After visiting Picasso at Cannes, we would often drive on to Roquebrune to see a fascinating couple, Emery and Wendy Reves. Born in Hungary, Emery had made a fortune brokering the memoirs of Churchill, Eisenhower, Montgomery, and other wartime leaders to newspaper and magazine publishers all over the world. In doing so he had become their close friend and adviser, as an impressive display of memorabilia confirmed. Emery was a perfectionist, but much more relaxed than most. Likewise Wendy, who was—indeed still is—a fragile blond beauty with a taste for pale pastel colors and a fund of down-to-earth Texan wit. Their small collection of impressionist and post-impressionist paintings—Manet, Cézanne, Degas, Monet, Bonnard—was of the most rarefied quality. And the life they led at La Pausa—the white marble villa the Duke of Westminster had built for Chanel—was as idyllic as anybody could possibly want. Wonderfully comfortable rooms gave onto a central courtyard, in the middle of which stood a large white marble figure by Rodin. The setting was no less idyllic: a grove of ancient olive trees amid row upon row of immaculately trimmed lavender bushes. All La Pausa lacked, Douglas said, was something ugly—the glimpse of a billboard or a gas station—to exorcise the too-good-to-be-true look.
At the end of his long life, Churchill was so besotted by the delights of La Pausa and the charms of the maîtresse de maison that he settled into the house for weeks and sometimes months at a time. Emery knew just how to indulge this exceedingly spoiled, increasingly babyish eighty-something-year-old. He would engage a star chef from the Château de Madrid and lay on the lashings of brandy, champagne, and cigars to which his eminent guest was addicted. But what Churchill liked best was to sit under an umbrella in the beautiful garden with the adorable Wendy at his side and daub away in the sunlight. The great man’s pet budgerigar, Toby, would twitter away and sometimes, it was said, nest in Wendy’s pale blond hair. On one occasion the bird was left behind in London, and, unbeknownst to British taxpayers, Churchill’s official plane had to fly back to retrieve it. Lady Churchill told my old friend June Churchill (second wife of Winston’s son Randolph) that she did not approve of her husband’s crush on “Windy,” as she chose to call her. Insofar as she could, Lady Churchill kept away from La Pausa. Churchill did not seem to mind.

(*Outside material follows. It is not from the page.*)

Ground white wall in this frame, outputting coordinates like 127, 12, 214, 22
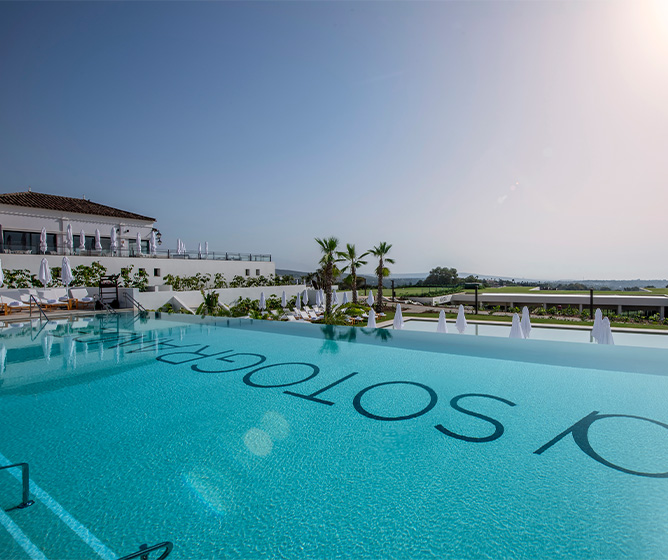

One summer morning, Douglas and I drove over to La Pausa to look at a painting that Emery was thinking of buying. He introduced us to the great man, who was taking his ease on a terrace with Wendy and Winnie. I was worried that Douglas might be obstreperous, but for once he behaved like a starstruck little boy.
“Why don’t you both stay for lunch?” Emery asked Douglas. “You’ll amuse Winston, and he’ll enthrall you.”
“Sorry, Emery, we’re lunching with Picasso.” Douglas could not resist raising his voice in the hope that Churchill would hear. And back we drove to Cannes, Douglas agog to tell the artist that we had turned Churchill down for him. “I should hope so,” Picasso said. “Didn’t we have a date? Maybe you should have brought him along. After all his conneries about my painting, he should hear what I think of his.”